The Fund's investments in futures contracts will cause it to be deemed to be a commodity pool, subjecting it to regulation under the Commodity Exchange Act and Commodity Futures Trading Commission (CFTC) rules. The Adviser, a registered Commodity Pool Operator (CPO) and commodity trader advisor (CTA), and the Fund will be operated in accordance with CFTC rules. Registration as a CPO or CTA subjects the Adviser to additional laws, regulations, and enforcement policies; all of which could increase compliance costs, affect the operations and financial performance. Registration as a commodity pool may have negative effects on the ability of the Fund to engage in its planned investment program.
A decision as to whether, when and how to use options involves the exercise of skill and judgment and even a well-conceived option transaction may be unsuccessful because of market behavior or unexpected events. The prices of options can be highly volatile, and the use of options can lower total returns.
Exchange-traded notes (ETNs) are subject to credit risk of the issuer, and the value of the ETN may drop due to a downgrade in the issuer’s credit rating, despite the underlying market benchmark or strategy remaining unchanged.
Counterparty risk is the risk that the other party to the contract will not fulfill its contractual obligations, which may cause losses or additional costs.
Leverage created from borrowing or certain types of transactions or instruments may impair liquidity, cause positions to be liquidated at an unfavorable time, lose more than the amount invested, or increase volatility.

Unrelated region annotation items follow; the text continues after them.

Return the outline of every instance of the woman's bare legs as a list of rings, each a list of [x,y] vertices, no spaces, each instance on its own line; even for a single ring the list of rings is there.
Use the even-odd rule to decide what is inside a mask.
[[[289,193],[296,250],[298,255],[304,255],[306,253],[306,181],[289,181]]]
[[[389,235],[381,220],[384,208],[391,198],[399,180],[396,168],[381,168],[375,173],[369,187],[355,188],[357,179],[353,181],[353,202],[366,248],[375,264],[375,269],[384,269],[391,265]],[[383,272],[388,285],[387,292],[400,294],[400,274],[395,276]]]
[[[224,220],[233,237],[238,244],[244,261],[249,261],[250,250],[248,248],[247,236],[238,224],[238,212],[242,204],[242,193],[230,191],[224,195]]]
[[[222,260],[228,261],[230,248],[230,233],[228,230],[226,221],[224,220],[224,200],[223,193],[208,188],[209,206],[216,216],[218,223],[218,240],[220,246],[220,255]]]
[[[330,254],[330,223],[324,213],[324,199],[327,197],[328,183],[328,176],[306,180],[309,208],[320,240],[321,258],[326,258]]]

To qualify as a regulated investment company (“RIC”), the Fund must meet a qualifying income test each taxable year. Failure to comply with the test would have significant negative tax consequences for shareholders. The Fund believes that income from futures should be treated as qualifying income for purposes of this test, thus qualifying the Fund as a RIC. If the IRS were to determine that the Fund’s income is derived from the futures did not constitute qualifying income, the Fund likely would be required to reduce its exposure to such investments in order to maintain its RIC status. The Fund may hold illiquid securities that it may be unable to sell at the preferred time or price and could lose its entire investment in such securities.

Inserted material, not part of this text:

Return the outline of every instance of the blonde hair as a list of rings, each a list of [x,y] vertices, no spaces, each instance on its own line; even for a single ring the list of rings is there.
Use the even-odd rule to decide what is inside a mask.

The Fund's strategy of investing through its Subsidiary in derivatives and other financially-linked instruments whose performance is expected to correspond to the commodity markets may cause the Fund to recognize more ordinary income. Particularly in periods of rising commodity values, the Fund may recognize higher-than-normal ordinary income. Investors should consult with their tax advisor and review all potential tax considerations when determining whether to invest.
The Fund currently intends to effect creations and redemptions principally for cash, rather than principally in-kind because of the nature of the Fund's investments. As such, investments in the Fund may be less tax efficient than investments in ETFs that create and redeem in-kind.
Because the Subsidiary is not registered under the Investment Company Act of 1940, as amended (1940 Act), the Fund, as the sole investor in the Subsidiary, will not have the protections offered to investors in U.S. registered investment companies.
The Fund may hold illiquid securities that it may be unable to sell at the preferred time or price and could lose its entire investment in such securities.
Investments focused in a particular sector, such as metals, are subject to greater risk, and are more greatly impacted by market volatility, than more diversified investments.
The Fund is subject to management risk because it is an actively managed portfolio. The investment techniques and risk analysis used by the portfolio managers may not produce the desired results.
The Fund is non-diversified and may experience greater volatility than a more diversified investment.